According to the study, the experimental vaccine stimulates T-cells in the immune system, prompting them to generate antibodies with the ability to bind to fentanyl in the bloodstream. Once the antibodies are attached to the fentanyl particles, the drug can no longer affect neurons in the brain. It can then be flushed out through the kidneys.
Colin Haile, the study’s lead author and associate professor of psychology at the University of Houston, said that once an individual receives the vaccine, they will “not feel the euphoric effects [of fentanyl] and can ‘get back on the wagon’ to sobriety.”
The experimental vaccine is designed to specifically target fentanyl, meaning that an individual would still be able to receive the pain-relieving effects of morphine and other opioids.
While fentanyl can be used safely in a medical setting, its potency makes it extremely dangerous as a street drug. The Centers for Disease Control and Prevention reported that fentanyl is 50 to 100 times more potent than morphine. Just two milligrams of fentanyl is considered a potentially lethal dose, and the Drug Enforcement Agency has found illegal pills containing more than twice the lethal dose.
Fentanyl is also short-acting, which renders naloxone — an intra-nasal drug used to treat narcotic overdoses — less effective.
“Multiple doses of naloxone are often needed to reverse [fentanyl’s] fatal effects… This pharmacodynamic efficacy challenge can be addressed using immunotherapies that prevent [fentanyl] from entering the brain preemptively circumventing its reinforcing and overdose effects,” Haile’s study reads.
The Amethyst Recovery Center states on its website that while some people actively seek out fentanyl for its potency, many users do not know they are even consuming it at all. Dealers often mix fentanyl into heroin and other drugs to increase their strength, sometimes outright marketing fentanyl as heroin.
Over the years, fentanyl use has skyrocketed. In 2021, 79,000 Americans aged 18-45 died from a fentanyl overdose — nearly doubling from a year prior. Consequently, fentanyl is the number one cause of death for Americans aged 18-45.

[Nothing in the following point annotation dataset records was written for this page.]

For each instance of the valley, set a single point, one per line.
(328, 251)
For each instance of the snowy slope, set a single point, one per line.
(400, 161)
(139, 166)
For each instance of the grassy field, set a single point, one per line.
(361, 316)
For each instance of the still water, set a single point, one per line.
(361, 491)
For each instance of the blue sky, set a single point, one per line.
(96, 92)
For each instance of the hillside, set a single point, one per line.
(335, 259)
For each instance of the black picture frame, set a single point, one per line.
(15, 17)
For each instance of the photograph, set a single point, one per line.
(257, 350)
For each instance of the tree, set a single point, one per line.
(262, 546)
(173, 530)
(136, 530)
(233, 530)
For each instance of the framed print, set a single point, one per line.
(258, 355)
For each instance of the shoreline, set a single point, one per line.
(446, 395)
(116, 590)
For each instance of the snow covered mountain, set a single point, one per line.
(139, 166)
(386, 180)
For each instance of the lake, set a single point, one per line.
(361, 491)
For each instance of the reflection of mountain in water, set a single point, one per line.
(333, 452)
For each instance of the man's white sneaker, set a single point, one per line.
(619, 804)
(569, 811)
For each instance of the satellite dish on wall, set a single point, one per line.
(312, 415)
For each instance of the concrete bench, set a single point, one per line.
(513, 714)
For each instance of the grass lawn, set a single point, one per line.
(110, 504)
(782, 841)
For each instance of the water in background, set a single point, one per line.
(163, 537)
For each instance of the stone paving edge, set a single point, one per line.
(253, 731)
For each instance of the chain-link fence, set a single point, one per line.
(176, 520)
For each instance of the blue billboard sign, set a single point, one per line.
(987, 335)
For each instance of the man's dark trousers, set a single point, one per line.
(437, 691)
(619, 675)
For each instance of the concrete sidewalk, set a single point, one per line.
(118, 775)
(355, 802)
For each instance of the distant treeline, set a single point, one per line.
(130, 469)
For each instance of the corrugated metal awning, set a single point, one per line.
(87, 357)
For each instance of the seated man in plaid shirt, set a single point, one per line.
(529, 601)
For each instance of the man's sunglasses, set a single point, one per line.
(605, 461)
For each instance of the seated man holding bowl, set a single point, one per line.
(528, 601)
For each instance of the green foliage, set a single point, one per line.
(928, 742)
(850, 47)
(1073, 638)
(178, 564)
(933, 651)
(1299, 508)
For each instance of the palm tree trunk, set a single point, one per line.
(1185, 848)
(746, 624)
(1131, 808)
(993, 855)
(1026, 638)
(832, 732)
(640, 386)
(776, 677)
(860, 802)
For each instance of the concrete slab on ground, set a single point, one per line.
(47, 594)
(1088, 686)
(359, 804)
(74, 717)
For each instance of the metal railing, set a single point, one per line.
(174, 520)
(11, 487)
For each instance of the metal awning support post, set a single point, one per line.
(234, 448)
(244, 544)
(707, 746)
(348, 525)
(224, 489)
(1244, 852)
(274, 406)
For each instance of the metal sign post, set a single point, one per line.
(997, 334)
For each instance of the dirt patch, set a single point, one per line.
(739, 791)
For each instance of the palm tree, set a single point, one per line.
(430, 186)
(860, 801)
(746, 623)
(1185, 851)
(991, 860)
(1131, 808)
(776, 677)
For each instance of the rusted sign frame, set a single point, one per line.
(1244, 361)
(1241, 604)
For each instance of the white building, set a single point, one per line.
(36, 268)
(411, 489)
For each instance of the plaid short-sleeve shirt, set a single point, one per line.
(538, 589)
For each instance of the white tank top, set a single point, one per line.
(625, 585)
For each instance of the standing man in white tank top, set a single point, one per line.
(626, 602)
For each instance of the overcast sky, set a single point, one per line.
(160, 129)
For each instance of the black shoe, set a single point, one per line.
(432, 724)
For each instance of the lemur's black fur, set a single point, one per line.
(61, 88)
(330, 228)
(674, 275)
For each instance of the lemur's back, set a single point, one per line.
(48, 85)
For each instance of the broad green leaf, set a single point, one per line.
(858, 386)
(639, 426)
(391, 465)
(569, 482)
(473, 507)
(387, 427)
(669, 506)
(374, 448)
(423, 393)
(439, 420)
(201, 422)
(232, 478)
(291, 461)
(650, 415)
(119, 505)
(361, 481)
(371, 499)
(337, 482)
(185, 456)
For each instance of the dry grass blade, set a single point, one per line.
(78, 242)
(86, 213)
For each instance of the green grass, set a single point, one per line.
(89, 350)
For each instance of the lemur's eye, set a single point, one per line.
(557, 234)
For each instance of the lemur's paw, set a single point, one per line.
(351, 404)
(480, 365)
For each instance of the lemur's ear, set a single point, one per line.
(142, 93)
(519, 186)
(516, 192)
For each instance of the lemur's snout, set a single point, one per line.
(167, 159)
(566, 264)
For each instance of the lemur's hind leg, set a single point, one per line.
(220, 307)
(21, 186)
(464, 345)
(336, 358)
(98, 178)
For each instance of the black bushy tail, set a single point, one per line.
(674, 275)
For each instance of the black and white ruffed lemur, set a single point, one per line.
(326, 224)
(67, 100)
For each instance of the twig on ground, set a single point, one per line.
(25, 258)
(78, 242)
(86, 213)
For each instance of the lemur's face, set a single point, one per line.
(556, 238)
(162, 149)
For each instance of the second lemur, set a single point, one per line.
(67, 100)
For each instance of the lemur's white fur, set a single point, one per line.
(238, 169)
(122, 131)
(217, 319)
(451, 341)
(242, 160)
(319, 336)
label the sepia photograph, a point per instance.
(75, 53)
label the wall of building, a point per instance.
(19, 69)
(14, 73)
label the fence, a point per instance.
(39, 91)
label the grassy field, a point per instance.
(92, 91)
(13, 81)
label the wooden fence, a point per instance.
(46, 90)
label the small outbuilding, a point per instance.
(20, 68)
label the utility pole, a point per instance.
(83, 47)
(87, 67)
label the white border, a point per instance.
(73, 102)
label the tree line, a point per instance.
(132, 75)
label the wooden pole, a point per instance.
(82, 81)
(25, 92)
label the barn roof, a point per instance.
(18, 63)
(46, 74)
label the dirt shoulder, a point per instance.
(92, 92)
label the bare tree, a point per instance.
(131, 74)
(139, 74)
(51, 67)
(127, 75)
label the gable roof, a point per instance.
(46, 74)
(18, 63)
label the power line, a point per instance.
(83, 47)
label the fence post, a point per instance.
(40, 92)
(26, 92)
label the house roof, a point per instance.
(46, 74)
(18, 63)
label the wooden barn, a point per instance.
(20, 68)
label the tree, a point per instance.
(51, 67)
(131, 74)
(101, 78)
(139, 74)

The Dallas Express has been following the fentanyl epidemic as the illicit drug pours in from the southern border. In a news release last week, Governor Gregg Abbott said that border officials have “seized enough deadly fentanyl to kill every man, woman, and child in the nation.”
Still, even though the vaccine has only been tested on rats, researchers “expect there to be no adverse events when this vaccine is tested in humans.” If the vaccine proves effective in human clinical trials, it would be a significant step forward in the fight against fentanyl overdoses.